Nitekim, İbrahim Hakkı Erzurumî rh. a., Marifetname’sinde vahdet-i vücutçuluğu eleştirerek, bu anlayışın Allahu Teala’nın “Halik” gibi isimlerini iptal anlamına geldiğini söylemektedir.

Sözde, mevcudatı Allahu Teala’nın isimlerinin tecellileri olarak görüyorlar, fakat hepsi sonuçta O’nun “Halik” isminin iptali için yapılmış gevezelikler..

Halik, halik olmaktan çıkıyor, mahluk, mahluk olmaktan..

Evet, “zampiriklerin sonuncusu” İbn Arabî’nin Allah inancı, Şeyhülislam Mustafa Sabri Efendi’nin belirttiği gibi, Ehl-i Sünnet’in Allah inancı değil..

Eski Yunan sofistlerinin zırvalarını keşf diye pazarlama kalpazanlığı ve dolandırıcılığı sergiliyor.

*

Böylece İbn Arabî, mevcut bütün varlıkların (mahlukatın, evrenin) yaratılışını “modern bilim”le (o günün modern bilimiyle, yani izinden gittiği eski filozofların yaklaşımıyla) uzlaştırmış oluyordu.

Şöyle:

O günün modern bilimi “halk”ı (yaratmayı) kabul etmiyor. Evrenin her zaman hep varolduğunu iddia ediyor.

İbn Arabî’nin yaklaşımı çerçevesinde de âlem, yaratılmamış, zuhura gelmiş durumda. O, “mutlak varlık”ın zuhur (zahir oluş, açığa çıkış, görünüş) mahalli.

Olaya bu şekilde yaklaştığınızda, zuhur için bir tarih vermeye gerek kalmıyor.
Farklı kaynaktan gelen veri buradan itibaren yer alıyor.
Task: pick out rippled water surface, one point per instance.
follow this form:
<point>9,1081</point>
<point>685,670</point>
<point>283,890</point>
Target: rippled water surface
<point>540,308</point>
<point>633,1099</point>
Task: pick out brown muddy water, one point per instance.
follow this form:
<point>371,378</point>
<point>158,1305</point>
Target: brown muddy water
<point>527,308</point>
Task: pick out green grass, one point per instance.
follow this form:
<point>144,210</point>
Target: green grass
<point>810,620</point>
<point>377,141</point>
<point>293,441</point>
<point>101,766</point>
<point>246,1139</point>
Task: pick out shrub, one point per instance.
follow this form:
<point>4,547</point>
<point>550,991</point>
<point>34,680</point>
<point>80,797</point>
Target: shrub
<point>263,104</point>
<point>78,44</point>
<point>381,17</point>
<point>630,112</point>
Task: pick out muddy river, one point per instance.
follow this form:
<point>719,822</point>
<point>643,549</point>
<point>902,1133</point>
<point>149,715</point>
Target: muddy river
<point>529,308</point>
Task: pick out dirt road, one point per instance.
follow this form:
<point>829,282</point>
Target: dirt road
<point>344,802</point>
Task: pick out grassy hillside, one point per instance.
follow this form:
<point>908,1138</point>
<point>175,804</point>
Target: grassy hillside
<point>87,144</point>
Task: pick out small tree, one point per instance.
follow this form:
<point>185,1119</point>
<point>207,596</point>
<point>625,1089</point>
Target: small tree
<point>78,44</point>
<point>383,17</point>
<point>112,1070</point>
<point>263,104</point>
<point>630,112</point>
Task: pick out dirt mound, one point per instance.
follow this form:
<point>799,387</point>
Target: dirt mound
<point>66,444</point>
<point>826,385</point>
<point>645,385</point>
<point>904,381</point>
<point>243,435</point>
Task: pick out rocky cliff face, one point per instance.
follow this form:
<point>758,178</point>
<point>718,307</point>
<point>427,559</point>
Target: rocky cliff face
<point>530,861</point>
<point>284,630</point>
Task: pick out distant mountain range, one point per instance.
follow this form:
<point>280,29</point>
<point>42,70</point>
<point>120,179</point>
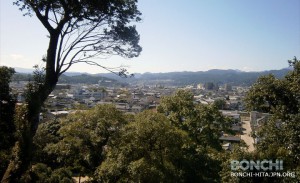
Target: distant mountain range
<point>234,77</point>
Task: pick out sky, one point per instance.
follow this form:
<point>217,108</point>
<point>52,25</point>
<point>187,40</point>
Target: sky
<point>176,35</point>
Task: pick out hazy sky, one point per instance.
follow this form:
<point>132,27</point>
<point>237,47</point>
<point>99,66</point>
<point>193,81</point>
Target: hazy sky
<point>176,35</point>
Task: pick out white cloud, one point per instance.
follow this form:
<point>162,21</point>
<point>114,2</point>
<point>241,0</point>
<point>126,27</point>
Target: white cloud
<point>17,57</point>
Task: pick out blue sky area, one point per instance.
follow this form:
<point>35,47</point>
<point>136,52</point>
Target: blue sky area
<point>176,35</point>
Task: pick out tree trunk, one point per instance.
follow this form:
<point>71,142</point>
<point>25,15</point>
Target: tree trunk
<point>22,151</point>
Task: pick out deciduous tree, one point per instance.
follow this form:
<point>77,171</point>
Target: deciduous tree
<point>80,31</point>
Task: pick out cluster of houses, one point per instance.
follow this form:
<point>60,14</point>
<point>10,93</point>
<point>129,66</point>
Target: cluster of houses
<point>134,99</point>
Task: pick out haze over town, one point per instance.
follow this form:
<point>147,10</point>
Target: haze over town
<point>179,36</point>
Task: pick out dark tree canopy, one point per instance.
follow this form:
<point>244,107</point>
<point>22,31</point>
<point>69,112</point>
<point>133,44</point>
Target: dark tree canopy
<point>86,30</point>
<point>80,31</point>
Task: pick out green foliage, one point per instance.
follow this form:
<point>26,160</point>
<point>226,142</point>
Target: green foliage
<point>146,150</point>
<point>41,173</point>
<point>280,135</point>
<point>7,110</point>
<point>82,137</point>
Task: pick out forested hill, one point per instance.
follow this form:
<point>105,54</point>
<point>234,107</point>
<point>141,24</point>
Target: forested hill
<point>75,79</point>
<point>233,77</point>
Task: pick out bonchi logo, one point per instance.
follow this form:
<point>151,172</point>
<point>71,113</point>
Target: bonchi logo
<point>258,165</point>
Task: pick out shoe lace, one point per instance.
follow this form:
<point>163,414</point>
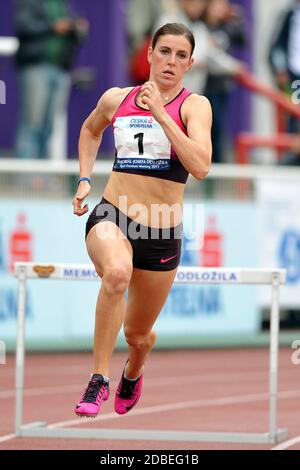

Söz konusu zuhurun, "mutlak varlık"la beraber “her zaman” yaşanmış olduğunu kabul etmenin önü açılıyor.

Böylece âlem (onun Tanrı gibi, daha doğrusu “Tanrı’ya muhtaç olmadan kendi kendine” hep var olageldiğini savunan müşrikleri memnun edecek şekilde) tanrısallaşıyor, Tanrı’nın gölgesi, tabiri caizse bir parçası haline geliyor.

Bu arada “mutlak vücud” da (daha önce aktardığımız gibi) “bilinemez” ilan edilince, meydan tümden “âlem”e kalıyor.

*

Burada bir noktaya dikkat çekmekte fayda var:

Birbirlerine zıt kutuplarda gibi görülen İbn Arabîciler ile Selefîlerin, Kelamcılara düşmanlık, onların yöntemini ve sözlerini aşağılayıp küçümseme noktasında buluştukları görülmektedir.

Bunun yanı sıra, İbn Arabî’nin (mutlak vücud diye adlandırdığı) Allahu Teala ile âlemdeki şeyler (mevcudat) arasında kurduğu ilişki, Selefîlerin hepsinde değilse de önemli bir bölümünde görülen tecsîm ve mücessimelik eğiliminin (müteşabih “istiva” kavramı çerçevesinde Allahu Teala’ya mekan izafe etme ve O’nu cisimleştirmeye kalkışmanın) bir benzeri durumundadır.

*

Evet İbn Arabî, Allahu Teala’yı gerçekten bilmenin (dolayısıyla tahkikî iman sahibi olmanın) yolu olarak keşfi gösteriyor.

İmdi, “hakikat”e ulaşmanın tek güvenilir yolu (İbn Arabî’nin iddia ettiği gibi) keşf ise, onun laflarının doğru ya da yanlış olduğu da (bu anlayış çerçevesinde) ancak keşfle bilinebilir hale gelir.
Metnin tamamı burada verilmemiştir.